El determinismo cristiano-genético(82) evolucionaría hacia un racismo laico y pseudocientífico. En España el concepto de linaje y los estatutos de limpieza suponen un punto de transición en el que cada vez se identifica más lo moro y lo judío con la piel oscura y la condición vil. Un tratadista guipuzcoano, el jesuita Manuel de Larramendi, hibrida conceptos anatómicos, religiosos y sociales a la hora de utilizar la palabra raza. Los musulmanes y los judíos aparecen equiparados a los negros, a los mulatos y a los miembros del tercer estado. En su Corografía de Guipúzcoa, publicada en 1754, da una visión sanguínea –ya existente en la tradición aristocrática europea– de la idea de noble:

«¿Cómo han de ser todos los nobles? –Yo se lo diré: viniendo todos de un origen noble, y de sangre limpia de toda raza de judíos, de moros y moriscos, de negros y mulatos, de villanos y de pecheros».

El racismo religioso pervive como un fenómeno más de la cultura española tras la abolición de la Inquisición y los estatutos de limpieza de sangre.

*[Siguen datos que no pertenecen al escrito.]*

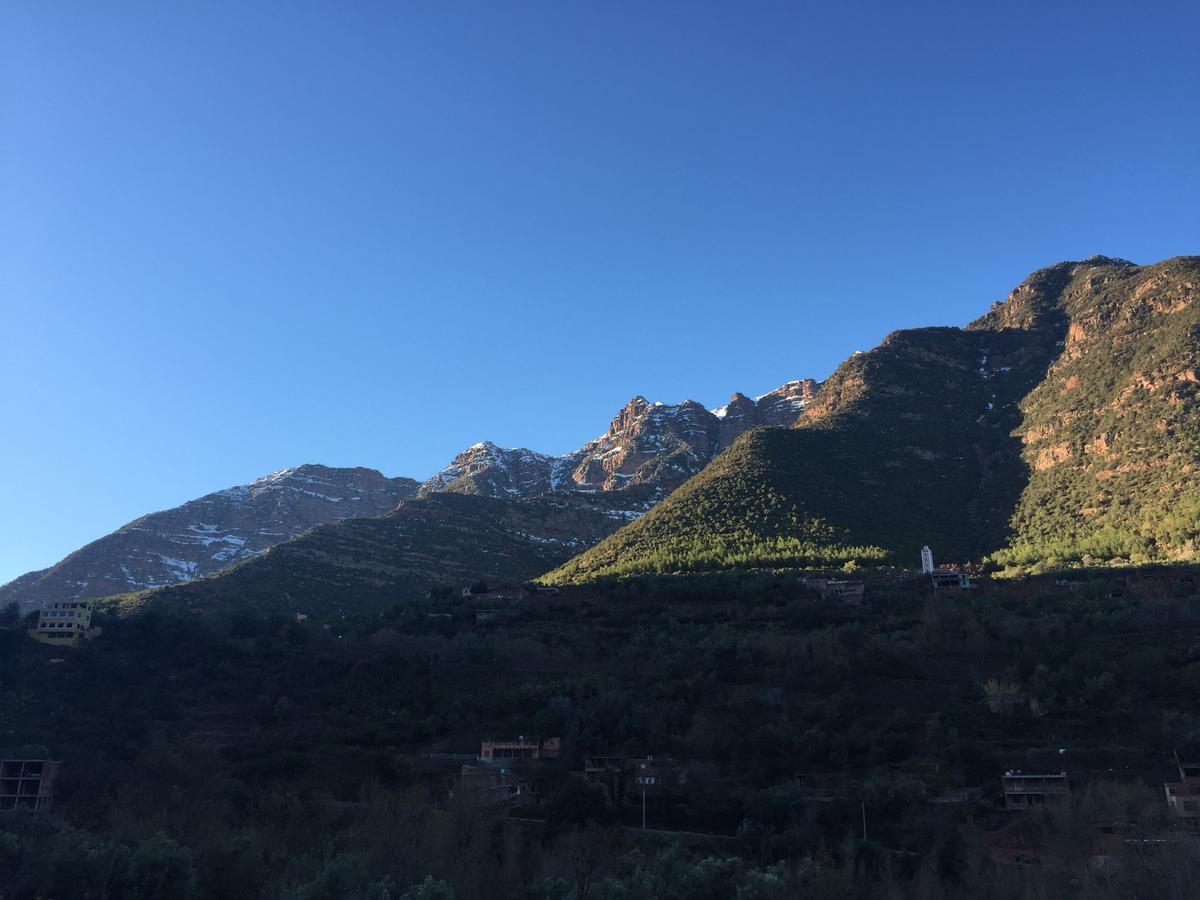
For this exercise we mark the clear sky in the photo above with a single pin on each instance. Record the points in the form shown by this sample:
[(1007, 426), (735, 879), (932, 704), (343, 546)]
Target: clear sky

A lo largo del siglo XIX se producirán tres cambios fundamentales que condicionarán su desarrollo en el futuro:

1º.- Implantación de un régimen político liberal que “anula todo” privilegio o discriminación legal en función del credo o el origen estamental.

2º.- Desarrollo de una serie de corrientes intelectuales (liberalismo, masonería, krausopositivismo, etc.) que propugnan la tolerancia ideológica y religiosa como principios de convivencia.

3º.- Delimitación del antisemitismo religioso a los sectores más integristas del catolicismo, aunque pervivirá el mismo dentro de la Iglesia y en el ámbito de la mentalidad popular. Paralelamente, en el país comienzan a surtir efecto las líneas de pensamiento racistas europeas, las cuales encubren científicamente una serie de prejuicios fisonómico-culturales.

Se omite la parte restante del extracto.